Docebo’s AI-driven learning platform remains well positioned in a global LMS market benefiting from rapid digital-training adoption. Its clients include major brands like Starbucks (NASDAQ: SBUX) and Thomas Reuters (TSX: TRI) and Amazon Web Services (AWS). Ongoing platform enhancements, expanding enterprise use cases, and consistent subscription momentum make this a name with meaningful long-term upside for investors who can handle near-term volatility—and who don’t require dividend income as part of their strategy.
How to invest in Nvidia and other AI stocks that trade in the U.S.
If you’re interested in owning some of the bigger names in AI investing, you’ll have to dip your toes in international waters – namely, the U.S.
Most brokerages allow you to easily buy U.S. stocks. Watch out for currency conversion fees, though. You’ll need U.S. dollars in your brokerage account to invest in U.S.-listed stocks, and most brokers will charge 1% to 2% of the amount you’re converting in order to switch your loonies to dollars.
Here are some of the titans of AI investing – at least for today!
Related: How to buy Amazon stock in Canada (step by step)
| AI Stocks | Description |
| NVIDIA (NASDAQ:NVDA) | Chipmaker that builds computing chips for autonomous cars |
| Amazon (NASDAQ:AMZN) | One of the first ecommerce companies to use AI to recommend products to customers |
| C3.ai (NYSE:AI) | SaaS company that allows developers to build AI applications from its software |
Are AI stocks a good buy in 2026?
The AI market has evolved from the “hype” phase of previous years into a period of massive commercial deployment. By the start of 2026, AI has become a fundamental driver of corporate earnings, with the Canadian AI market projected to surpass $40 billion (USD) in revenue this year.
While the sector offers immense growth, the investment landscape has become more discerning:
- From GenAI to Agentic AI: The trend has shifted toward “AI Agents” that autonomously execute business workflows, moving beyond simple chatbots to tangible productivity tools.

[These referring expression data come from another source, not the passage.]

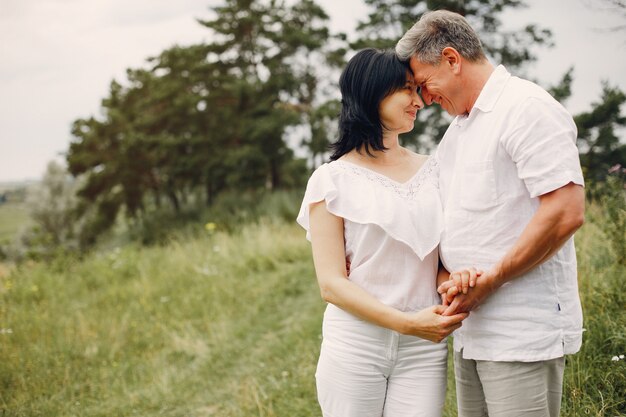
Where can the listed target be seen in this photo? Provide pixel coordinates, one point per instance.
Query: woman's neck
(392, 155)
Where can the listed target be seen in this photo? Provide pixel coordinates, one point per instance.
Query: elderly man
(512, 191)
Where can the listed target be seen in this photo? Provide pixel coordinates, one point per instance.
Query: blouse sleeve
(320, 187)
(413, 216)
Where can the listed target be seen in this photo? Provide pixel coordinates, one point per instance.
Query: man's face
(439, 84)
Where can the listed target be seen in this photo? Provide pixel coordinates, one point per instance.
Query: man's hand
(461, 303)
(460, 282)
(430, 324)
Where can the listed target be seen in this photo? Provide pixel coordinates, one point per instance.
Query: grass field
(13, 217)
(229, 326)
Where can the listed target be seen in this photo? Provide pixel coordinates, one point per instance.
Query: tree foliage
(229, 113)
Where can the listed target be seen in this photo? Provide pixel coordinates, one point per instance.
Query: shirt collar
(490, 93)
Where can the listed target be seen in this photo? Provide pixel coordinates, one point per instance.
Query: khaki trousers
(508, 389)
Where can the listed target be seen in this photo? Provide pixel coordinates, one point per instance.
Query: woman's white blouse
(391, 229)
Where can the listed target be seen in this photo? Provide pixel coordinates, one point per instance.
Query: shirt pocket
(478, 186)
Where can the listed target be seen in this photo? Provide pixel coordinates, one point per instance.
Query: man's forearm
(559, 215)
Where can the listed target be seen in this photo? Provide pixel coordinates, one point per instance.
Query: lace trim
(408, 190)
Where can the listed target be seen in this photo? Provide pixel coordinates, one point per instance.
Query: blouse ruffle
(408, 212)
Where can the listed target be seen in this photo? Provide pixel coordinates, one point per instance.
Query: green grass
(13, 217)
(225, 325)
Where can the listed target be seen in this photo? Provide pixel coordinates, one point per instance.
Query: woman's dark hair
(370, 76)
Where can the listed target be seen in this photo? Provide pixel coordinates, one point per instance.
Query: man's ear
(451, 58)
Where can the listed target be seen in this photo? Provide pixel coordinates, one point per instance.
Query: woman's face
(399, 109)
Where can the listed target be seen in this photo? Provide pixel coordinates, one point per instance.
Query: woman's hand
(429, 323)
(459, 282)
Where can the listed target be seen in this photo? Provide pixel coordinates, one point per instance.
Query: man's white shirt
(516, 144)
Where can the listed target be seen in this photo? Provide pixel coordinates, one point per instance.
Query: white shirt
(391, 229)
(516, 144)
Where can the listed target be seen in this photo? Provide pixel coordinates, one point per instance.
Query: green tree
(598, 139)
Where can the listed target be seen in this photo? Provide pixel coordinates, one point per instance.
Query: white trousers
(368, 371)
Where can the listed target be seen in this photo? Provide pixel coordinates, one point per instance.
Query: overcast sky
(58, 57)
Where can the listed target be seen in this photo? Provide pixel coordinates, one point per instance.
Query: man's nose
(417, 100)
(427, 97)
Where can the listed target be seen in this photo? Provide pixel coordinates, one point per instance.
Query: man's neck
(476, 76)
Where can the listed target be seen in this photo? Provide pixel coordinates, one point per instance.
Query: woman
(376, 205)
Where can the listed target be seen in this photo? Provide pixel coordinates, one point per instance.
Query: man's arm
(560, 213)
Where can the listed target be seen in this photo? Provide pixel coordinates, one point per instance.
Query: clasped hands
(464, 290)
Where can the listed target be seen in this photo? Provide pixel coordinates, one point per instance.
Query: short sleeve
(542, 145)
(319, 187)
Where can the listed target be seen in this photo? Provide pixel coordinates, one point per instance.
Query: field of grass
(13, 217)
(226, 325)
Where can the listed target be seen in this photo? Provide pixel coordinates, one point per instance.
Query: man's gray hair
(435, 31)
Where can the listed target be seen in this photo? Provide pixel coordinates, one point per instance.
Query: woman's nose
(417, 100)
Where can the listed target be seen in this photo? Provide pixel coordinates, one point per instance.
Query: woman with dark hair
(376, 205)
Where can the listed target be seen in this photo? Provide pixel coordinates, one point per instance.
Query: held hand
(468, 302)
(465, 279)
(447, 290)
(430, 324)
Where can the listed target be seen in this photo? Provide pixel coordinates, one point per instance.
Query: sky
(58, 57)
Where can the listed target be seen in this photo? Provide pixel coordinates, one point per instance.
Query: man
(512, 191)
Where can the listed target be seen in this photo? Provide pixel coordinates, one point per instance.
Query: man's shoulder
(525, 92)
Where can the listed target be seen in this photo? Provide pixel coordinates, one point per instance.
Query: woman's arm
(330, 267)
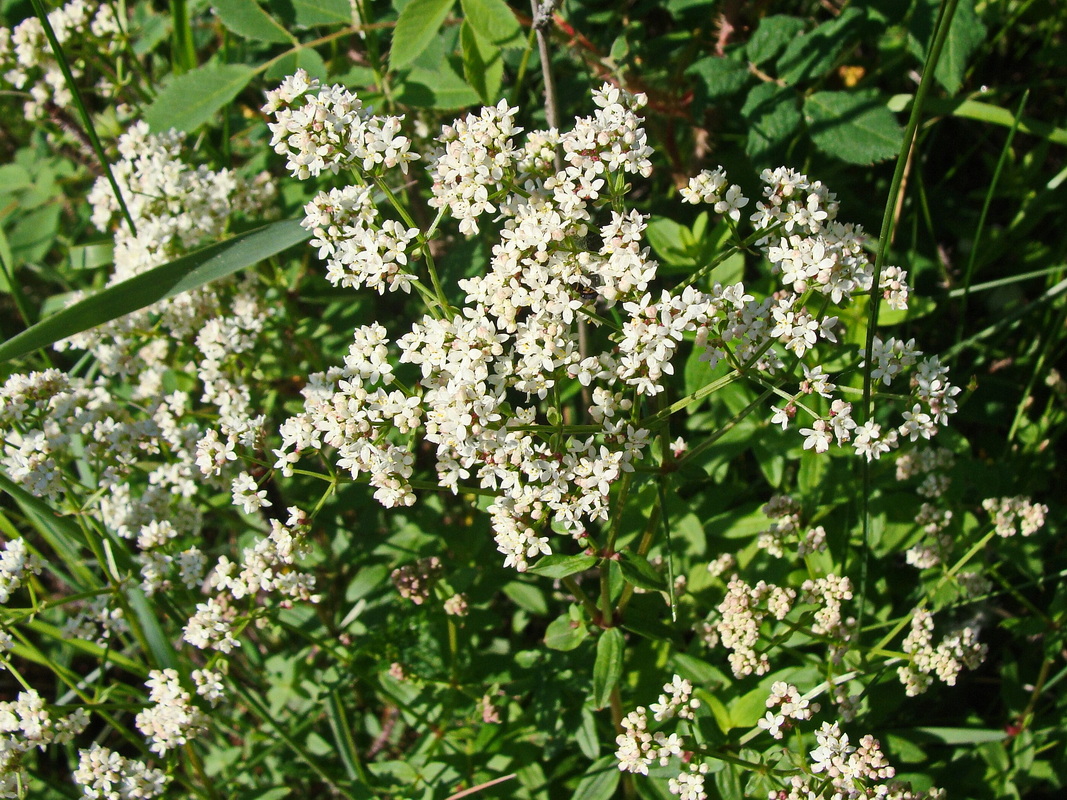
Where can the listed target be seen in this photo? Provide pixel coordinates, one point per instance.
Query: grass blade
(82, 111)
(165, 281)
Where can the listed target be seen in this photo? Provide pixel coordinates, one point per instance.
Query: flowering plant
(320, 501)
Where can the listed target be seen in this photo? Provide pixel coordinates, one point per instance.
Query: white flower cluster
(25, 724)
(839, 769)
(85, 30)
(476, 160)
(1016, 515)
(824, 256)
(711, 187)
(567, 244)
(176, 207)
(955, 653)
(105, 774)
(360, 249)
(518, 332)
(415, 581)
(741, 614)
(16, 562)
(267, 566)
(97, 622)
(786, 528)
(785, 704)
(172, 719)
(325, 129)
(637, 748)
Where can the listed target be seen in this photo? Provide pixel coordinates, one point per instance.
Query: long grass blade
(165, 281)
(86, 120)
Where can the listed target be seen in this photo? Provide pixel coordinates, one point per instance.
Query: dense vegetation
(436, 399)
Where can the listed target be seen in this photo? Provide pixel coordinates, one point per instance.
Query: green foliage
(500, 683)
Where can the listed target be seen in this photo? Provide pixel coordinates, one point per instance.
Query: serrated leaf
(559, 566)
(305, 58)
(856, 127)
(775, 32)
(600, 781)
(494, 21)
(812, 54)
(966, 35)
(607, 668)
(771, 115)
(247, 18)
(718, 77)
(307, 13)
(165, 281)
(418, 21)
(482, 65)
(640, 573)
(191, 99)
(564, 634)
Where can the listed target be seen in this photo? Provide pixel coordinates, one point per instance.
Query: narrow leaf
(247, 18)
(607, 669)
(494, 21)
(640, 573)
(600, 781)
(417, 24)
(482, 65)
(191, 99)
(165, 281)
(564, 634)
(301, 58)
(560, 566)
(61, 533)
(321, 12)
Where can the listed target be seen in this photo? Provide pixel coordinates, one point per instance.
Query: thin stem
(885, 237)
(86, 121)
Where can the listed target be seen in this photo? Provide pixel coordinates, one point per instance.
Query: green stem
(885, 237)
(86, 121)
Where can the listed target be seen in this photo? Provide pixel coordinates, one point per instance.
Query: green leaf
(607, 669)
(165, 281)
(91, 256)
(494, 21)
(482, 65)
(61, 533)
(441, 89)
(856, 127)
(304, 58)
(564, 633)
(775, 32)
(771, 114)
(748, 708)
(191, 99)
(161, 648)
(416, 27)
(248, 19)
(600, 781)
(718, 77)
(815, 52)
(91, 649)
(307, 13)
(559, 566)
(640, 573)
(586, 736)
(966, 35)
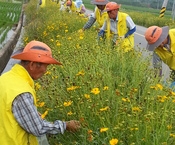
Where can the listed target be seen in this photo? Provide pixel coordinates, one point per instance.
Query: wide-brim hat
(155, 36)
(99, 2)
(112, 6)
(36, 51)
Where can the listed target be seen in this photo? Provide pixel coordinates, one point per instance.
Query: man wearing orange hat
(99, 14)
(161, 40)
(119, 26)
(20, 122)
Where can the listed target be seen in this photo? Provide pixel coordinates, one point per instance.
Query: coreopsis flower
(136, 109)
(37, 86)
(95, 91)
(66, 104)
(69, 113)
(41, 104)
(105, 88)
(104, 109)
(47, 73)
(72, 88)
(80, 73)
(103, 129)
(158, 86)
(169, 127)
(113, 141)
(58, 44)
(81, 37)
(87, 96)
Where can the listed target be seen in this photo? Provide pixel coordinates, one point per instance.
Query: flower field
(113, 93)
(9, 14)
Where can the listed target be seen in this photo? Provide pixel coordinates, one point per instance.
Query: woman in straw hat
(20, 122)
(99, 15)
(161, 40)
(119, 27)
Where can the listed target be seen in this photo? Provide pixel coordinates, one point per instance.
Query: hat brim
(99, 3)
(107, 10)
(165, 31)
(38, 58)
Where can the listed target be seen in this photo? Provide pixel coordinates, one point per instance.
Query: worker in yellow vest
(80, 7)
(71, 6)
(99, 15)
(161, 40)
(119, 27)
(42, 3)
(20, 122)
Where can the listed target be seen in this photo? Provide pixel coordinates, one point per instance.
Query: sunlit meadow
(112, 93)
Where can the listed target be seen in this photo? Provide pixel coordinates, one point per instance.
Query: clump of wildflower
(113, 141)
(72, 88)
(95, 91)
(104, 109)
(66, 104)
(103, 129)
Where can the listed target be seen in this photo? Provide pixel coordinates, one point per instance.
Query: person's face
(37, 70)
(101, 7)
(163, 43)
(112, 14)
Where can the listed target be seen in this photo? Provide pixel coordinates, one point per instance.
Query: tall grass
(112, 93)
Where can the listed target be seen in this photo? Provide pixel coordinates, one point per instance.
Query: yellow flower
(37, 86)
(95, 91)
(69, 113)
(125, 100)
(72, 88)
(169, 127)
(69, 38)
(58, 44)
(67, 103)
(104, 109)
(81, 37)
(41, 104)
(158, 86)
(87, 96)
(47, 73)
(103, 129)
(44, 114)
(113, 141)
(136, 109)
(80, 73)
(105, 88)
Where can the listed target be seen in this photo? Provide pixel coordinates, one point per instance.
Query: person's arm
(90, 22)
(131, 26)
(157, 64)
(27, 116)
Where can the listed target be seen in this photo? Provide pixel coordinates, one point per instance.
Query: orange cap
(99, 2)
(38, 52)
(112, 6)
(69, 3)
(155, 36)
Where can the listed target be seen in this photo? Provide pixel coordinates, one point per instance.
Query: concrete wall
(8, 48)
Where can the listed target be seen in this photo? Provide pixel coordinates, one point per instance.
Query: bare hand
(72, 125)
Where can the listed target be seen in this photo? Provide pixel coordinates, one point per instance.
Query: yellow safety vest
(100, 17)
(168, 57)
(126, 44)
(13, 83)
(73, 7)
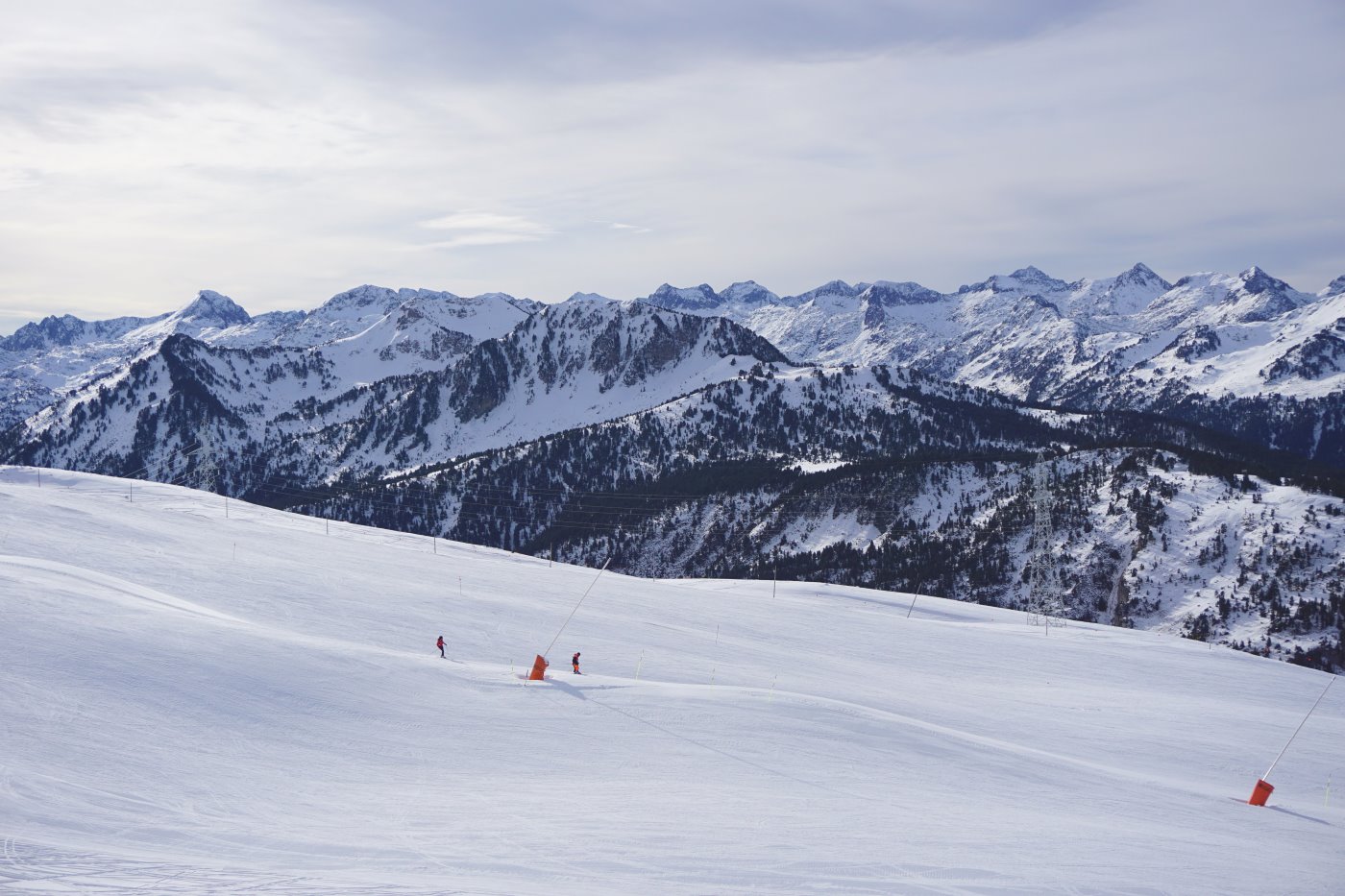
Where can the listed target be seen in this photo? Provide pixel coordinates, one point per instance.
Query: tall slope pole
(1263, 787)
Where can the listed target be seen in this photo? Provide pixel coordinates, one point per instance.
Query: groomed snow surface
(198, 704)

- Focus on ROI: Investors are now prioritizing “proven” AI—companies demonstrating clear margin improvements rather than just experimental technology.
- Infrastructure Dominance: Canadian players involved in the AI “backbone”—such as specialized hardware manufacturing and data management—continue to see the most consistent institutional inflows.
Navigating the Canadian Market
Canadian investors should remain cautious of micro-cap “pure-play” AI stocks, which often exhibit extreme volatility. Instead, the focus for 2026 is on companies with established competitive moats and proprietary data.
Canada’s AI landscape offers diverse opportunities beyond the global mega-caps. Conservative investors can look to blue-chip giants like CGI Inc. and OpenText, which provide stability by integrating AI into massive existing service contracts. Growth-focused investors may prefer specialized SaaS leaders like Kinaxis or Docebo, which are leveraging AI to dominate supply chain and e-learning niches. For high-reward infrastructure plays, Celestica remains a standout, benefiting from the global surge in demand for AI data center hardware.
The Bottom Line: AI stocks remain a strong buy for those with a long-term horizon. However, success in 2026 requires moving past the buzzwords to evaluate a company’s fundamental business model and its ability to turn AI integration into bottom-line profit.
Are there any AI ETFs in Canada?
If you don’t want to invest in individual AI stocks, you can always buy an AI-focused exchange-traded fund (ETF). ETFs are an easy way to invest in a bunch of companies at the same time, so you get more diversification and potentially take on less risk than you would by investing in any single stock.